Closed oscgonfer closed 6 months ago
Coming back to this issue as well, this means we can create also endpoints for sensors
and measurements
Hey Oscar, a couple of questions on this, which we can discuss tomorrow:
There's a few important bits of data which would need new homes under this proposal. Firstly, the sensor_map
json on the current kits
table, which maps sensor ids to named 'keys' for that kit. If we can assume that a given sensor always takes the same key, that can be moved to a new column on sensors
. If however a sensor can take a different id based on what device it's attached to - things get more complicated. They could be moved to components
but then, where would they be populated from when the component is created? I think in that case we'd need some sort of kit
like concept in order provide a template or prototype for these. The equation
and reverse_equation
columns on component
have a similar issue - if these are always the same per sensor, we just move them to sensors
, but if not, they'll need to be populated from somewhere when the component
is created for a device (meaning, again, something that looks suspiciously like a kit
to act as a repository of the appropriate info to use.
Would it cause problems for either us or end users if the ids
or uuids
of components changed? This is going to be a necessary consequence of this change (as unique components go from being one-per-kit to one-per-device), so it might be worth preparing ourselves for (and possibly announcing to users in the form of a deprecation warning) to manage what might well be a breaking change!
We'll chat it through tomorrow, but just wanted to give you a heads up :-)
thanks!
Tim
One little update on the above - we do indeed have two sensors which take different equations depending on which kit they're used as part of, so will need to dig into why, or find a way of dealing with this!
sc_dev=# select sensor_id, count(distinct equation), count(distinct reverse_equation) from components group by sensor_id having count(distinct equation) > 1 or count(distinct reverse_equation) > 1;
sensor_id | count | count
-----------+-------+-------
7 | 3 | 1
10 | 2 | 1
(2 rows)
These are the sensors in question:
sc_dev=# select id, name, description from sensors where id in (7, 10);
id | name | description
----+-------------+--------------------------------------------------------------------------
7 | POM-3044P-R | Electret microphone with envelope follower sound pressure sensor (noise)
10 | Battery SCK | Custom Circuit
(notes from chat)
keys: should always be the same.
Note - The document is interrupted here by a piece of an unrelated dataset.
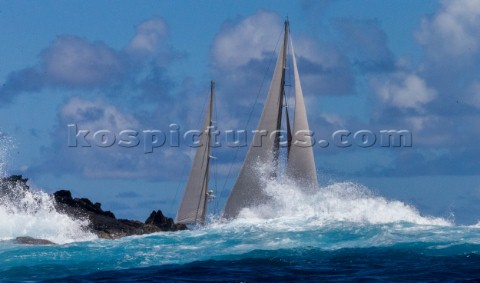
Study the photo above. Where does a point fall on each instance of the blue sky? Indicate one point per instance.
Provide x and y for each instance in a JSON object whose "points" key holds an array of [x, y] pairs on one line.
{"points": [[144, 65]]}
Equations: should always be the same. the cases above are from ancient versions of the boards, we can safely set the sensor equation to NULL and throw away the values. IDs: shouldn't matter, as components are effectively not part of the user facing data model. However, getting rid of 'kits' would be a breaking API change, so we need to think best about how to manage that.
(more notes) - leave 'kits' with an OPTIONAL relation from devices, for name and description. Move components relation to devices as agreed before.
Notes from meeting.
Sensor_map needs to be maintained to map between sensors and cassandra timeseries.
However, the key for a sensor varies depending on what kit it is a part of (It shouldn't, but it does - theses aren't actual semantic differences):
irb(main):070:0> Kit.all.map(&:sensor_map).map {|m|
n = Hash.new {|h, k| h[k] = [] };
m.each_pair {|k, v| n[v].push(k)};
n }.reduce(Hash.new {|h, k| h[k] = [] }) { |h, r|
r.each_pair {|k, v| h[k] += v };
h; }.map { |k, v| [k, v.uniq] }.to_h.select {|k, v| v.length > 1 }
Kit Load (1.3ms) SELECT "kits".* FROM "kits"
=> {5=>["hum", "ext_h"], 4=>["temp", "ext_t"], 10=>["bat", "batt"], 13=>["h", "hum"], 12=>["t", "temp"], 158=>["co2", "scd30_f"], 161=>["ext_h", "scd30_t"], 160=>["ext_t", "scd30_h"], 165=>["pm_pn0.3", "pn_0.3"], 166=>["pm_pn0.5", "pn_0.5"], 167=>["pm_pn1.0", "pn_1.0"], 168=>["pm_pn2.5", "pn_2.5"], 169=>["pm_pn5.0", "pn_5.0"], 170=>["pm_pn10.0", "pn_10.0"]}
irb(main):076:0>
THEREFORE - we allow for an inheritence mechanism where a sensor
has a default key
which can be overridden on the component
for a given device. That way, we can create components
on demand for a device when a reading arrives, but also support the existing variation in keys between devices.
That way, the Kit concept can be dropped entirely - the name and description can be thrown away, and the name reconstructed from the device hw_info.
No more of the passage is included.